Babası Bayraktar Ali dünyadan
göçünce topraklarına Hendekçi oğullarında Halil Ağa el koyar ve İbrahim bunun
üzerine köyden ayrılır. Önceleri Dörtdivan’daki akrabalarının yanında kalır
sonra İstanbul’a gider. Daha sonra gittiği Konya’da Hacı Asım Usta adlı bir
kahveciye çırak olur. Gezgin derviş ve âşıklar Konya’ya geldiklerinde
çoğunlukla İbrahim’in hizmet ettiği kahveye uğrardı. Böylelikle İstanbul ve
Konya’da bulunduğu sıralarda âşıkların katıldığı toplantılarda hem saz çalmayı
öğrenir hem şiir yazmada kendini geliştirir. Önce “Lütfi” daha sonra “Dertli”
mahlasını kullanır.
Çağının en ünlü ozanı olan
Dertli,
“Telli sazdır bunun adı
Ne ayet dinler ne kadı
Bunu çalan anlar kendi
Şeytan bunun neresinde”
adlı eseriyle Anadolu’nun her
tarafında adından söz ettirir.
Önceleri Halveti daha sonra
Bektaşi tarikatına mensup olur ve bundan dolayı çevresinde bulunanlar
tarafından eleştirilir. Dertli de bunların cevabını deyişleriyle verir.
“Bildiniz mi siz Yezid’in
bağrının taş olduğun
Zahiren İslamlığın, batında kalleş olduğun
Ta’n etmeyin dertlerle gözlerimin yaş olduğun
Ayıp görmeyin sizler Dertli’nin Kızılbaş olduğun
Ya nice methetmeyeyim dünya ve ukba namı var
Lâ fetâ illa Ali la seyfe illâ Zülfikar”
Dertli, Alevi-Bektaşi-Kızılbaş
inancının ve on dokuzuncu yüzyıl halk edebiyatının önde gelen ozanlarından
biridir.
Ervahlar Ezelden
Ervahlar ezeldenevvelki safta
Elest hitabında ben belâ dedim
Koyma beni anasırda hilâfta
Canım cemaline müptela dedim
Henüz evren oluşmadan, Hak
kendi varlığından olan ruhlara hitaben ben sizin varlığınızın nedeni, rabbiniz
değimliyim diye sorduğunda ben evet dedim.

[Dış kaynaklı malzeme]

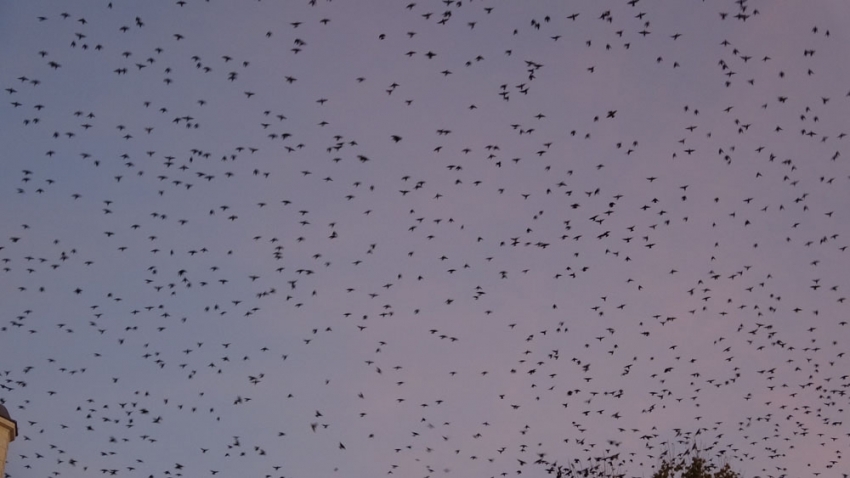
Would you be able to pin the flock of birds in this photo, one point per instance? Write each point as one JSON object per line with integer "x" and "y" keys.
{"x": 444, "y": 237}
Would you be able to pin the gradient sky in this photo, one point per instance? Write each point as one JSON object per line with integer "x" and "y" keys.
{"x": 359, "y": 238}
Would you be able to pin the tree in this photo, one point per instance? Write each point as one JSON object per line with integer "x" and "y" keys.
{"x": 684, "y": 465}
{"x": 698, "y": 467}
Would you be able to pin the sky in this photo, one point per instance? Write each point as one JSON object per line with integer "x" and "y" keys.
{"x": 438, "y": 238}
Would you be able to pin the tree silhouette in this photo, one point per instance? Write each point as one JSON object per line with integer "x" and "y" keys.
{"x": 690, "y": 464}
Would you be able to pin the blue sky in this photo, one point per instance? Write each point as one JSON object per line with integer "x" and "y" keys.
{"x": 360, "y": 238}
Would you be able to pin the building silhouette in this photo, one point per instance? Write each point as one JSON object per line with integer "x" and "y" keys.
{"x": 8, "y": 432}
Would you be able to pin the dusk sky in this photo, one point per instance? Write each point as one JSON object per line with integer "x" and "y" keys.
{"x": 472, "y": 238}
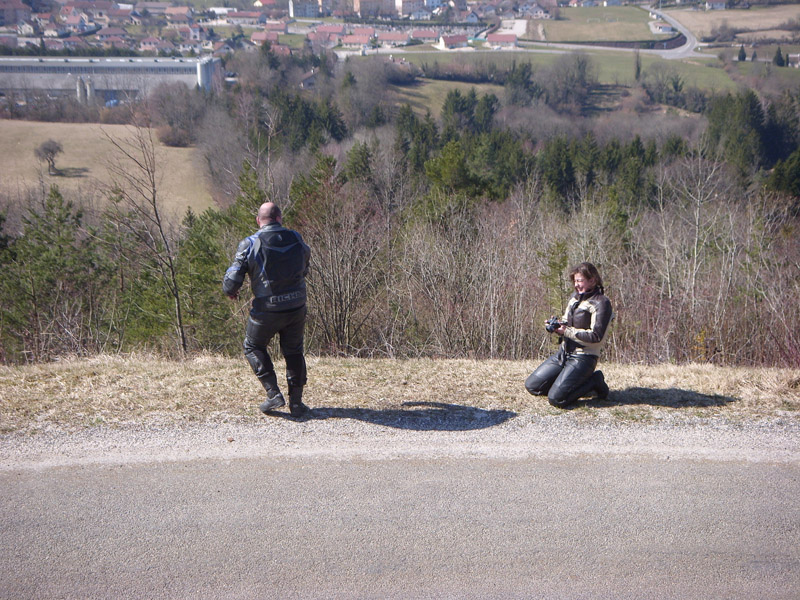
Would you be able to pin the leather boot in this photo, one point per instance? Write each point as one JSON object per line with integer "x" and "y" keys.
{"x": 296, "y": 406}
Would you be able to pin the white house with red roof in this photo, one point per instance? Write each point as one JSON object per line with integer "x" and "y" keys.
{"x": 451, "y": 42}
{"x": 501, "y": 40}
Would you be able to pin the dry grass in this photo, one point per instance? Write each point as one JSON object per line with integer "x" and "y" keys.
{"x": 115, "y": 390}
{"x": 702, "y": 22}
{"x": 84, "y": 162}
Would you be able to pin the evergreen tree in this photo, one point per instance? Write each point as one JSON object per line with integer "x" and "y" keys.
{"x": 54, "y": 283}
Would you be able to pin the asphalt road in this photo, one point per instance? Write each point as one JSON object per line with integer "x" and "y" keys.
{"x": 409, "y": 524}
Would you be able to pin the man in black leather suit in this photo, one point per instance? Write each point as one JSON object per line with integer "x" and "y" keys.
{"x": 276, "y": 258}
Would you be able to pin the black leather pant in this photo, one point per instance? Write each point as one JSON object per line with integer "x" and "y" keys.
{"x": 290, "y": 327}
{"x": 563, "y": 377}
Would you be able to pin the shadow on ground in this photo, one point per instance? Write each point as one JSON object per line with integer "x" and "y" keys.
{"x": 71, "y": 172}
{"x": 668, "y": 398}
{"x": 418, "y": 416}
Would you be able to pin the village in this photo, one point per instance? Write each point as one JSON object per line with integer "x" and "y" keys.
{"x": 161, "y": 29}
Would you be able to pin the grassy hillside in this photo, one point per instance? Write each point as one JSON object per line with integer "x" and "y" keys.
{"x": 84, "y": 163}
{"x": 114, "y": 390}
{"x": 761, "y": 18}
{"x": 598, "y": 23}
{"x": 613, "y": 67}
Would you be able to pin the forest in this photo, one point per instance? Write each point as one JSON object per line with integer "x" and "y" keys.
{"x": 442, "y": 236}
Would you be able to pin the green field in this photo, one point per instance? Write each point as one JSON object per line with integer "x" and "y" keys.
{"x": 430, "y": 94}
{"x": 84, "y": 161}
{"x": 598, "y": 24}
{"x": 613, "y": 68}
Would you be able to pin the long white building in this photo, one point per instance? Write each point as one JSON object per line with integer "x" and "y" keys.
{"x": 104, "y": 79}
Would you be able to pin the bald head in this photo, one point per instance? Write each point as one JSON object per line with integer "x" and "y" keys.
{"x": 268, "y": 213}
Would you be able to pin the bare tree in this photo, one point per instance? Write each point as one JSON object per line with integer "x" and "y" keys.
{"x": 137, "y": 207}
{"x": 47, "y": 152}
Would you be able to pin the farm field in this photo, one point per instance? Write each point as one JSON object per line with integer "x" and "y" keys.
{"x": 613, "y": 67}
{"x": 597, "y": 24}
{"x": 84, "y": 162}
{"x": 754, "y": 19}
{"x": 429, "y": 94}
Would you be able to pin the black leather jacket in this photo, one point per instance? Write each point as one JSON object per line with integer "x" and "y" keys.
{"x": 277, "y": 260}
{"x": 587, "y": 316}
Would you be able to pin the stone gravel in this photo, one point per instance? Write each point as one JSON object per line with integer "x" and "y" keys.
{"x": 358, "y": 434}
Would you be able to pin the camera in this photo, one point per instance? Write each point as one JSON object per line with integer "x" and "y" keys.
{"x": 552, "y": 324}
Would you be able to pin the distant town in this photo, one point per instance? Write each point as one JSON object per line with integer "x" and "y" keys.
{"x": 161, "y": 29}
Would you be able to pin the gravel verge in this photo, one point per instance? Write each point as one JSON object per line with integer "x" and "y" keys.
{"x": 354, "y": 436}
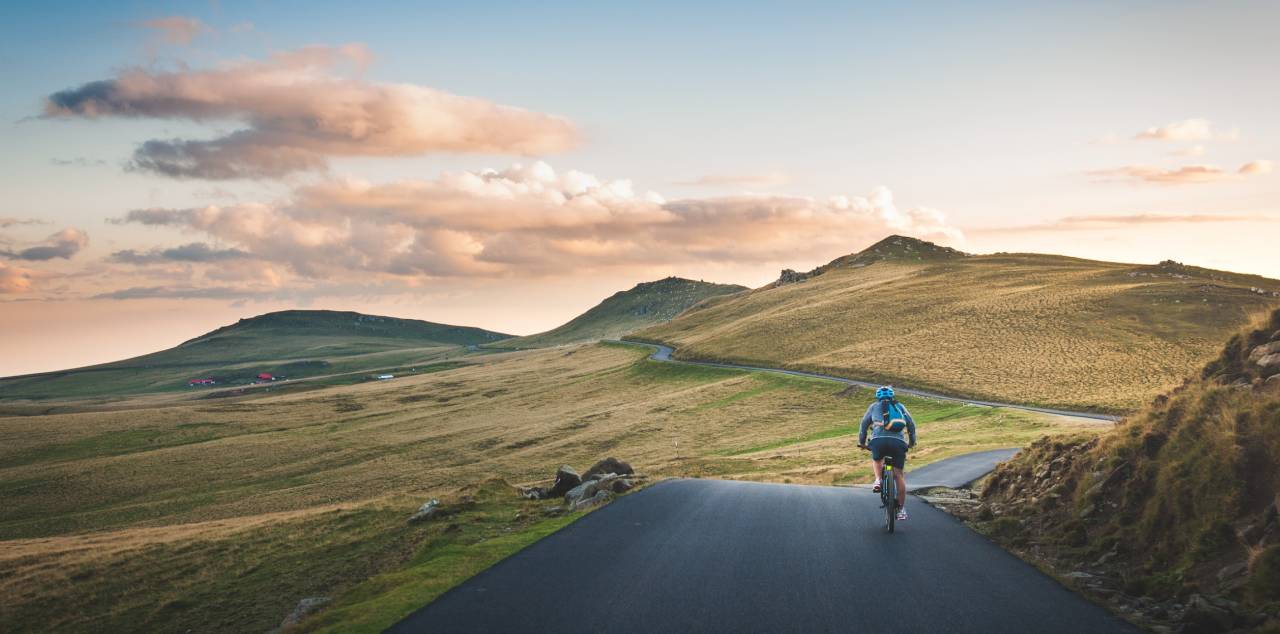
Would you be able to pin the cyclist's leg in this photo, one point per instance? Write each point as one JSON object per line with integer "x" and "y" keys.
{"x": 900, "y": 474}
{"x": 877, "y": 459}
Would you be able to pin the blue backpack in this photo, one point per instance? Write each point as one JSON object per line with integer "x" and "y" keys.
{"x": 892, "y": 415}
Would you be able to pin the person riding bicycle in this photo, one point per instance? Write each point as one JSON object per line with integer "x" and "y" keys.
{"x": 887, "y": 419}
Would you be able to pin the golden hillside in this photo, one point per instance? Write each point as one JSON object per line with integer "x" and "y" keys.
{"x": 1176, "y": 505}
{"x": 1025, "y": 328}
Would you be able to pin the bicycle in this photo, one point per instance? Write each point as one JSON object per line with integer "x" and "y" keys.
{"x": 888, "y": 495}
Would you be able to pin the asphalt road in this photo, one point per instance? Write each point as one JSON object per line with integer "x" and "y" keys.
{"x": 663, "y": 354}
{"x": 744, "y": 557}
{"x": 955, "y": 471}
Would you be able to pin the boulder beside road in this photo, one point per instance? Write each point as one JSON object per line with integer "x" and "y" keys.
{"x": 603, "y": 480}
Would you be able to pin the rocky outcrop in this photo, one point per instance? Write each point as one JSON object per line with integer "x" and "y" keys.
{"x": 425, "y": 511}
{"x": 598, "y": 486}
{"x": 301, "y": 611}
{"x": 609, "y": 465}
{"x": 792, "y": 277}
{"x": 566, "y": 478}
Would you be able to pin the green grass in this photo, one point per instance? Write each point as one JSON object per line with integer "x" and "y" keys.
{"x": 291, "y": 343}
{"x": 237, "y": 497}
{"x": 448, "y": 557}
{"x": 1023, "y": 328}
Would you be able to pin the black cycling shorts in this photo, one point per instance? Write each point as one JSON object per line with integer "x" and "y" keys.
{"x": 890, "y": 448}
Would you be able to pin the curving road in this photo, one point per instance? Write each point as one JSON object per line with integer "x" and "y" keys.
{"x": 663, "y": 354}
{"x": 744, "y": 557}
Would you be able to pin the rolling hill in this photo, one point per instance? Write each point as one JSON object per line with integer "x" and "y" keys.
{"x": 1178, "y": 502}
{"x": 1029, "y": 328}
{"x": 293, "y": 343}
{"x": 647, "y": 304}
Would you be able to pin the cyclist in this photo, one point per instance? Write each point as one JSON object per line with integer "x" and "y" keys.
{"x": 887, "y": 419}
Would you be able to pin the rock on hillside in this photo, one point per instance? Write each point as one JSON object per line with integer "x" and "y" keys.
{"x": 891, "y": 249}
{"x": 647, "y": 304}
{"x": 1171, "y": 516}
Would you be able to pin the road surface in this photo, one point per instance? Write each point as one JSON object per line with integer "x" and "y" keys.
{"x": 663, "y": 354}
{"x": 955, "y": 471}
{"x": 744, "y": 557}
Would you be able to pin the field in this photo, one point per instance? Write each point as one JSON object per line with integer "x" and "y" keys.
{"x": 647, "y": 304}
{"x": 293, "y": 345}
{"x": 1034, "y": 329}
{"x": 220, "y": 515}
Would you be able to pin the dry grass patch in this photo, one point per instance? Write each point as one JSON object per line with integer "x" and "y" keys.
{"x": 223, "y": 514}
{"x": 1018, "y": 328}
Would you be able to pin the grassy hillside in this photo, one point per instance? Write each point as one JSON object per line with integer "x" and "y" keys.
{"x": 295, "y": 343}
{"x": 220, "y": 515}
{"x": 1178, "y": 501}
{"x": 1024, "y": 328}
{"x": 647, "y": 304}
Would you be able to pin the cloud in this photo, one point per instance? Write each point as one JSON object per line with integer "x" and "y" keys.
{"x": 1187, "y": 130}
{"x": 1196, "y": 150}
{"x": 1187, "y": 174}
{"x": 767, "y": 179}
{"x": 177, "y": 28}
{"x": 1106, "y": 222}
{"x": 182, "y": 292}
{"x": 530, "y": 220}
{"x": 300, "y": 112}
{"x": 64, "y": 245}
{"x": 1256, "y": 167}
{"x": 16, "y": 279}
{"x": 192, "y": 252}
{"x": 80, "y": 162}
{"x": 14, "y": 222}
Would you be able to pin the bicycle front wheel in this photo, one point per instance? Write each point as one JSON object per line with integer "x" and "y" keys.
{"x": 890, "y": 489}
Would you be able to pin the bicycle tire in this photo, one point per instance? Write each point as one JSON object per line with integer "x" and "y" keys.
{"x": 890, "y": 488}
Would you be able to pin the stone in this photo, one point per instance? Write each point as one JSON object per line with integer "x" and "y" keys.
{"x": 1232, "y": 571}
{"x": 580, "y": 492}
{"x": 600, "y": 497}
{"x": 1262, "y": 351}
{"x": 609, "y": 465}
{"x": 425, "y": 511}
{"x": 566, "y": 478}
{"x": 305, "y": 607}
{"x": 1205, "y": 617}
{"x": 613, "y": 483}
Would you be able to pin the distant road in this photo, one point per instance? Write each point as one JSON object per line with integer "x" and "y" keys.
{"x": 745, "y": 557}
{"x": 663, "y": 354}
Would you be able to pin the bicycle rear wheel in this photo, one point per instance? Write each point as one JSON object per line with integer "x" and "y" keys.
{"x": 890, "y": 492}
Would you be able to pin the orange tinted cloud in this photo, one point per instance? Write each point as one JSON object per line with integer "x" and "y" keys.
{"x": 298, "y": 112}
{"x": 64, "y": 245}
{"x": 1107, "y": 220}
{"x": 534, "y": 222}
{"x": 1187, "y": 174}
{"x": 767, "y": 179}
{"x": 1187, "y": 130}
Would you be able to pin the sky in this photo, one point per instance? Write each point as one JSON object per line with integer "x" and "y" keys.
{"x": 168, "y": 168}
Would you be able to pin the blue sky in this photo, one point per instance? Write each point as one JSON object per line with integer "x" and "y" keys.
{"x": 1006, "y": 118}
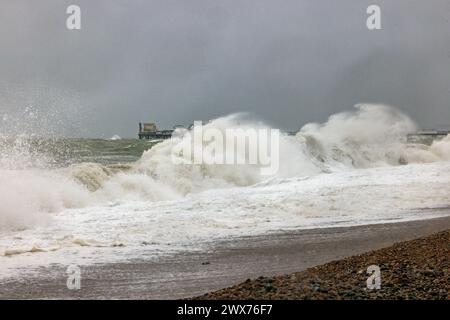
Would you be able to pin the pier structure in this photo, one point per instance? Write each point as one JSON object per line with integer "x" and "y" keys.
{"x": 427, "y": 136}
{"x": 149, "y": 131}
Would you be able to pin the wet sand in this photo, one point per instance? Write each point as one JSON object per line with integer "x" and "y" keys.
{"x": 227, "y": 263}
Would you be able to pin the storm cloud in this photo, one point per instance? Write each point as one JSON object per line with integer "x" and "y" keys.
{"x": 288, "y": 62}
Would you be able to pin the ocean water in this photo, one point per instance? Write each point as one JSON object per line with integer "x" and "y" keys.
{"x": 82, "y": 201}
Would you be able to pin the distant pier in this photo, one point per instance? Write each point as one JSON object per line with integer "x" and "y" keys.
{"x": 427, "y": 136}
{"x": 149, "y": 131}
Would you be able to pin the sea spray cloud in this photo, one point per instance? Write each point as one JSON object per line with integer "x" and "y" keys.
{"x": 367, "y": 136}
{"x": 229, "y": 146}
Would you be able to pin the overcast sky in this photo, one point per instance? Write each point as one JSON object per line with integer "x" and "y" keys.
{"x": 288, "y": 62}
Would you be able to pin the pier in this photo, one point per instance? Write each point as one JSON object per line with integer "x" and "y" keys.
{"x": 149, "y": 131}
{"x": 427, "y": 136}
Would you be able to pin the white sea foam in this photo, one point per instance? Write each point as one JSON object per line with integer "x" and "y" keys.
{"x": 346, "y": 171}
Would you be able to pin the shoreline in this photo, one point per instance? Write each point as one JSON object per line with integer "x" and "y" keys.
{"x": 190, "y": 274}
{"x": 416, "y": 269}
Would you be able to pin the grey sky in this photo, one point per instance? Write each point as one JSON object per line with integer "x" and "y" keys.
{"x": 289, "y": 62}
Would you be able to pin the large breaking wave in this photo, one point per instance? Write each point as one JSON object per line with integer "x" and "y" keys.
{"x": 368, "y": 136}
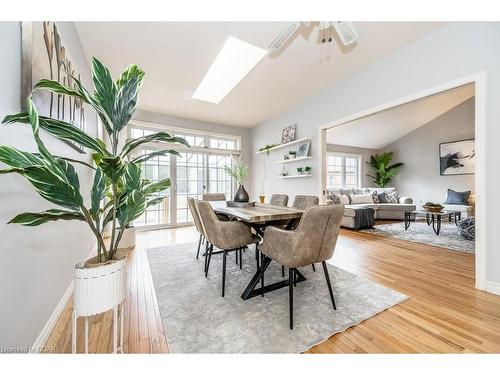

Dört ana unsur; hava, ateş, su
ve topraktan cümle canlılar gibi vücut bulduğum yaşamım boyunca elest
hitabındaki verdiğim ikrardan beni ayırma. Canım cemaline müpteladır, tutkundur.
Sana aşığım dedim.
Ruhlar aşk meyinden
oldu mestane
Kimi küfre daldı kimi imana
Saf be saf olarak durduk divana
İnkârlar lâ dedi ben illâ dedim
Aşk meyinden içip mest olanların,
Hakk’ın sevdasına düşenlerin, Hakk’ın varlığından var olanların kimi şüphede
kaldı, kimi Hakk’a inandı.
Hakk’ın divanında saf tutulduğunda
inkâr edenler lâ (hayır), ben illâ (aksini-evet) dedim.
Ne çare kün emri zuhura
geldi
Eşya ve mahlûkat hep zahir oldu
Her ervâh kendini bir yolda buldu
İmanım ikrarım ben sana dedim
Evrenin bir ışık ya da enerji
kütlesinden ibaret olup patlama sonrasında dört ana elementten bütün
varlıkların evrimleşerek varoluş hikâyesi; inançlarda Hak, kün (ol) dedi bütün
varlıklar oluverdi, görünür oldu. Her ervah/can kendine bir yol seçti. Ben sana
bağlandım inandım.
Dertli çok hikmetten
irşad olmadı
Sensiz mahşer yeri gûşad olmadı
Çok nebiye vardım imdat olmadı
Şefaat kânısın Mustafa dedim
Dertli birçok hikmetlerden
nasip alıp, irşat olamadım. Mahşer yeri/Dâr/Hak-Muhammet-Ali Meydanı sensiz açılmadı.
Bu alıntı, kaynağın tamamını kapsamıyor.